An easy test for the float-level at idle, is to just clamp the fuel-line while the engine is idling. If the level is too high, the pull-over gets to be too easy and the engine idles rich,So you crank in the mixture screws to compensate. Then it may be lean at throttle tip in, and you get a hesitation when driving nice.So you fatten up the pump-shot and it goes away. You get away with this cuz you have a fluid coupling. But a car with a manual trans would not be so happy.
Any way, with the engine idling on the clamped line, very soon one of three things is gonna happen;.
1) the idle is gonna speed up, level off for a while, then slow down and shortly stall
2) the engine is gonna idle just fine for a bit, then slow and stall
3) the engine is immediately gonna begin slowing down and stall.
1) is rich, 2) is normal, 3) is lean
The carb was factory calibrated to operate properly on all circuits, with a designated float level. If the above test indicates that the float level wants to be changed, but the your carb is already at the proper float level, then something is wrong. You cannot wander too far from the manufacturers level without creating issues in the other circuits.............so this is more or less a diagnostic test. It's easy to do and fast.

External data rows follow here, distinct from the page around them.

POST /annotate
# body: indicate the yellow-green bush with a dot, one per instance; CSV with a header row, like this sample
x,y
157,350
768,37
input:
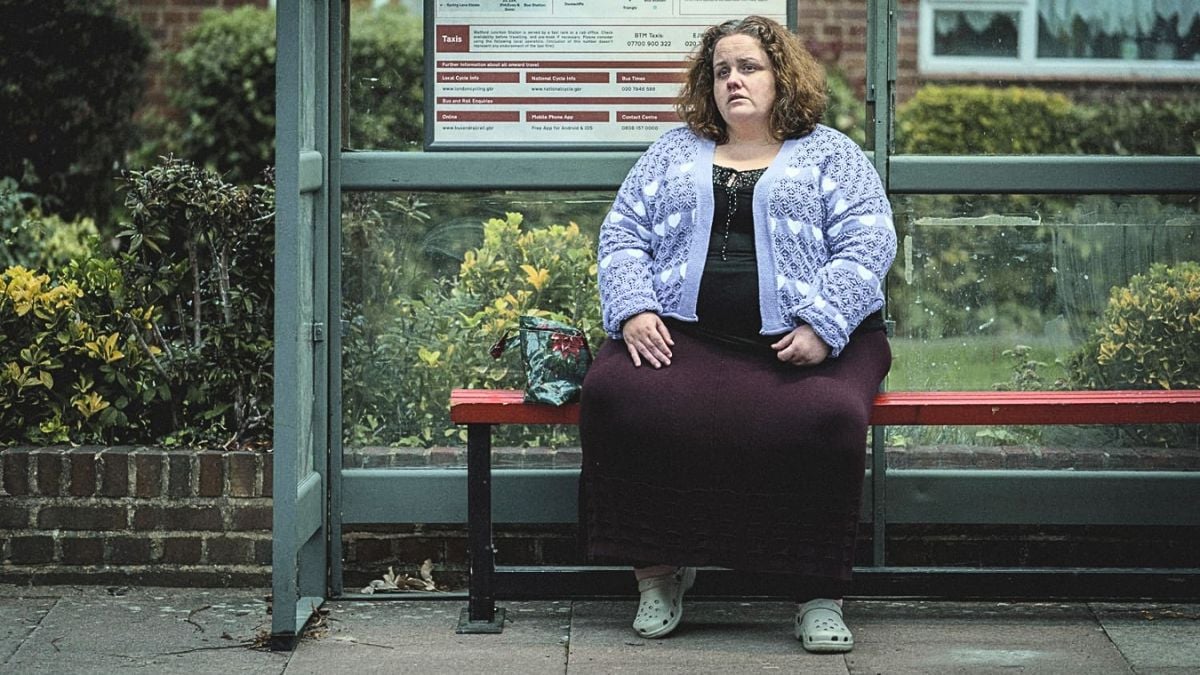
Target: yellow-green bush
x,y
71,371
959,119
399,378
1149,338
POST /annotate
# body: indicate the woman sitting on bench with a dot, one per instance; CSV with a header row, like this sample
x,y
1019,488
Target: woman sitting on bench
x,y
741,268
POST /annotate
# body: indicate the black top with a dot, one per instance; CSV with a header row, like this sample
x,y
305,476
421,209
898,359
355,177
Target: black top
x,y
727,305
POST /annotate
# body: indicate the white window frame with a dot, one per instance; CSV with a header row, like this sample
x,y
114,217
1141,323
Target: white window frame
x,y
1027,65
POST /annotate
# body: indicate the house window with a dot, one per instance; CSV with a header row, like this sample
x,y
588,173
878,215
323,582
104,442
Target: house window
x,y
1061,39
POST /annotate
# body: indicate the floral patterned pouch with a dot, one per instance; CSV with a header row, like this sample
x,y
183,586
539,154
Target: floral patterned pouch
x,y
556,358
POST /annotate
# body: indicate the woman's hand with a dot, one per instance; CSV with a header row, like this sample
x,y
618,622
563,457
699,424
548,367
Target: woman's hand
x,y
802,347
647,336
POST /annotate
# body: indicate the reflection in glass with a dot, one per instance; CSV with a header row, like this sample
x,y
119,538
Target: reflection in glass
x,y
1103,30
976,34
432,280
1013,292
385,83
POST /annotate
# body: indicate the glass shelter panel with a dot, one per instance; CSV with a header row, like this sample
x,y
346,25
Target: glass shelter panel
x,y
385,85
430,282
1021,292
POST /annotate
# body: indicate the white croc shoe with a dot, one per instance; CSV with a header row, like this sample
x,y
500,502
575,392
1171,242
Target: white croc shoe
x,y
820,628
661,604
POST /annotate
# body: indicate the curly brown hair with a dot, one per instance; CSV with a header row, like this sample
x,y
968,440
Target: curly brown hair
x,y
801,95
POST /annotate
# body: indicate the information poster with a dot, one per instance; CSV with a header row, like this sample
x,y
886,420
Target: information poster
x,y
564,73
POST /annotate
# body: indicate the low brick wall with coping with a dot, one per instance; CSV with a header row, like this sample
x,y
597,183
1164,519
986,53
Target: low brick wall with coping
x,y
135,515
203,518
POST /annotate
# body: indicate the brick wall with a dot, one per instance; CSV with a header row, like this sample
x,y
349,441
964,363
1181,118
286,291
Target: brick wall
x,y
101,515
835,33
203,518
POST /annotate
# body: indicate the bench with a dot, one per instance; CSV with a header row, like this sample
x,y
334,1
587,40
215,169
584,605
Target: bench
x,y
481,410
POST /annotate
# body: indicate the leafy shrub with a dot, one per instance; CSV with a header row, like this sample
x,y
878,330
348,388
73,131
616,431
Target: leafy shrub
x,y
202,250
399,380
75,363
222,84
1147,339
71,76
387,81
1149,336
1138,126
958,119
30,239
972,276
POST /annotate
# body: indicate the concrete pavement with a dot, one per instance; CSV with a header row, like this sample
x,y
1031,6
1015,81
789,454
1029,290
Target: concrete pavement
x,y
59,629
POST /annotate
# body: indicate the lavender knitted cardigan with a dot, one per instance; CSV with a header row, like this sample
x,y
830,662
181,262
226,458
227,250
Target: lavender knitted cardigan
x,y
822,228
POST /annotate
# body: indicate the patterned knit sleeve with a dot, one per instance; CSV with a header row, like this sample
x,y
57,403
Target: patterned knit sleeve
x,y
862,244
625,249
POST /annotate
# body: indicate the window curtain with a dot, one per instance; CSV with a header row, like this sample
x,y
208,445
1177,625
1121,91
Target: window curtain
x,y
947,22
1115,17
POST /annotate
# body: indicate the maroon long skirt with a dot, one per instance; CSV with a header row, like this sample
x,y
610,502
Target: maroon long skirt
x,y
729,458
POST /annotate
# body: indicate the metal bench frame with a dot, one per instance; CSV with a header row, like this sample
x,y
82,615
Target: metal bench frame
x,y
481,410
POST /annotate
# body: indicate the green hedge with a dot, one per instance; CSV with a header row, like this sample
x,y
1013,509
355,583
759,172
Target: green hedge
x,y
957,120
71,76
165,341
222,84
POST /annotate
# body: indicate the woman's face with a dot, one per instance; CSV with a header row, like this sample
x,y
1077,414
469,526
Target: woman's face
x,y
743,82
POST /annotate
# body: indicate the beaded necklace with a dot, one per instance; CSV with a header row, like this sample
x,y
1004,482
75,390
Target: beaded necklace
x,y
733,180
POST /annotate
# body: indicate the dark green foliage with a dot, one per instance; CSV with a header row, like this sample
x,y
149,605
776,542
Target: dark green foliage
x,y
1149,336
71,76
222,83
201,251
401,359
846,111
1138,126
75,360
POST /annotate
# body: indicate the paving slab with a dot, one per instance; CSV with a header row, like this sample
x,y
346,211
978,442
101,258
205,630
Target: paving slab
x,y
419,637
713,637
1153,638
945,637
21,617
97,629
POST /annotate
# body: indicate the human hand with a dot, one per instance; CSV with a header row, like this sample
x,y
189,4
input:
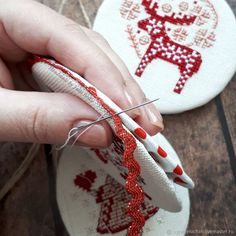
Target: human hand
x,y
28,27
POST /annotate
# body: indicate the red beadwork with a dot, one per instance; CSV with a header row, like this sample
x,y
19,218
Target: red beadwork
x,y
140,133
132,187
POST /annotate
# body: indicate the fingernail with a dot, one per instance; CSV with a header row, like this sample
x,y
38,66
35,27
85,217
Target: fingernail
x,y
154,115
135,112
92,136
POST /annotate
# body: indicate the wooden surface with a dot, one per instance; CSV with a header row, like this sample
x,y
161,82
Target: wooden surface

Some combos don't mind the float level running a little lower.
Altitude can be a factor, but out here on the prairies, we average 950ft in all directions, for hundreds of miles,lol.
Make sure your secondaries are closed all the way, but not sticking.
If the throttle shaft flops around in the bushings, then the idle can be unstable.Make sure you're not inadvertently wearing yours out with a too-stiff spring. The cable and the spring should pull in in opposite directions,and in nearly a straight line.